## Overview
This ETL process is tailored to analyze review datasets from New York, California, Florida, Texas, and Pennsylvania, specifically filtering for reviews related to restaurants. By working in tandem with the `restaurants_metadata`, the process ensures that only relevant customer feedback for listed dining establishments is extracted and analyzed. This approach facilitates a focused examination of customer experiences and satisfaction across these key states, enriching the overall analysis of the restaurant industry with targeted insights from actual reviews.


In [None]:
import os
import json
import pandas as pd

## Loading Review Data

The process begins with the extraction of review datasets from five selected states: New York, California, Florida, Texas, and Pennsylvania. Each state's review data is stored in its respective directory, and the goal is to load this data efficiently, preparing it for subsequent filtering and analysis.

### Extraction Process
- **State-Specific Directories**: For each state, we define a path to its review directory. These directories contain JSON files with individual reviews.
- **Data Collection**: We iterate over each JSON file within a state's directory, reading and parsing every line (each representing a unique review) and appending the parsed JSON object to a list.
- **DataFrame Creation**: The list of review objects for each state is then converted into a pandas DataFrame, creating a structured format that facilitates further manipulation and analysis.

### Data Aggregation
- After processing the reviews for each state, we compile the resulting DataFrames into a single list and concatenate them into one unified DataFrame. This aggregated DataFrame, `df_review_states`, contains all the reviews from the specified states, ready for further processing.

### Review Filtering
- With `df_review_states` assembled, we proceed to filter the reviews to include only those that pertain to restaurants listed in the `google_restaurant_clean.csv` dataset.
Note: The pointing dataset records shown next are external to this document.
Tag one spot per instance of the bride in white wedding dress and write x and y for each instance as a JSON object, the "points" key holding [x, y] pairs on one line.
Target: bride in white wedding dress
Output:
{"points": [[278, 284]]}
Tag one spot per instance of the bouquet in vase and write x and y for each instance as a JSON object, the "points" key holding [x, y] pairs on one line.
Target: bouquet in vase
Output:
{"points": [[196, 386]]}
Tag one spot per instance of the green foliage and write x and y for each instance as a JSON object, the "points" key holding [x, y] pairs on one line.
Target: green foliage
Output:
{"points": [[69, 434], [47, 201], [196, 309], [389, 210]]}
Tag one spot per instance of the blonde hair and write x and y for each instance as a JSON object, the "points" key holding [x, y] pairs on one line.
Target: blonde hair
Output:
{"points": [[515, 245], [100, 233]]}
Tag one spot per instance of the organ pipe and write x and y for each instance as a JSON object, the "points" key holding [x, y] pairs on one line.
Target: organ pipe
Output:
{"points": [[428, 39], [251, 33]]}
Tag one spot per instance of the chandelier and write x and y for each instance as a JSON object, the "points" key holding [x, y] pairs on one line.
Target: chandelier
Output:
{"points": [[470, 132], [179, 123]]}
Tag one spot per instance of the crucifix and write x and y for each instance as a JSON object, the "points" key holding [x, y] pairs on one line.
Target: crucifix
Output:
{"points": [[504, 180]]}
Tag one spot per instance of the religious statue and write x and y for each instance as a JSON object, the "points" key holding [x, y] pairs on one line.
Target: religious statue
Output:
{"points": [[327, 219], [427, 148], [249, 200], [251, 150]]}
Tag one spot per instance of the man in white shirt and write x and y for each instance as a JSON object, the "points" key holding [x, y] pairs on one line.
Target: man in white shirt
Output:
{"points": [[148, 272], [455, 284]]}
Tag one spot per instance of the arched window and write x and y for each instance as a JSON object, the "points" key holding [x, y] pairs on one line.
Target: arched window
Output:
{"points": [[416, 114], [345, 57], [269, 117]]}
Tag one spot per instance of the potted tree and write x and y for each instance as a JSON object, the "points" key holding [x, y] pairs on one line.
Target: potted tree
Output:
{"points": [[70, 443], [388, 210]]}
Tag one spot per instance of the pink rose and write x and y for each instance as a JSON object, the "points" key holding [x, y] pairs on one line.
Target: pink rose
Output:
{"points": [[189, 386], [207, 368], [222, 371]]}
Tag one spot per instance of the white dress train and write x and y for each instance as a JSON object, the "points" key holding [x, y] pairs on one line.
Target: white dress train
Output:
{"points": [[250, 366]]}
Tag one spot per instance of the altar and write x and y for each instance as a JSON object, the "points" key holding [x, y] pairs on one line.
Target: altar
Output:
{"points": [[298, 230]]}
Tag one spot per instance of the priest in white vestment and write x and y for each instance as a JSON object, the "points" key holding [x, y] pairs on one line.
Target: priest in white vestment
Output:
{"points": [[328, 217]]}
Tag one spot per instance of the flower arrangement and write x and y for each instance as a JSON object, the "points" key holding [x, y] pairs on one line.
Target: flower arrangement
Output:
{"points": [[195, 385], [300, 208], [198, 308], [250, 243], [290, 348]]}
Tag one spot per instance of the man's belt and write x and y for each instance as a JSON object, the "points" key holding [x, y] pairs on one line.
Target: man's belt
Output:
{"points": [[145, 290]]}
This is accomplished by matching the `gmap_id` in the reviews with those in the cleaned restaurant dataset.
- **Filtered DataFrame**: The result of this filtering process is `df_review_states_filtered`, a DataFrame containing only the relevant restaurant reviews from the initial state-specific datasets.

This structured approach to loading and filtering review data ensures that our analysis is focused, efficient, and grounded in the most relevant and accurate information available.


**Extraction Process:**

In [1]:
new_york_review_path = '../data/raw/Google Maps/State Review/review-New_York/'
new_york_reviews = []

# Iterate over each JSON file 
for filename in os.listdir(new_york_review_path):
    file_path = os.path.join(new_york_review_path, filename)
    with open(file_path, 'r') as file:
        for line in file:
            review_data = json.loads(line)
            new_york_reviews.append(review_data)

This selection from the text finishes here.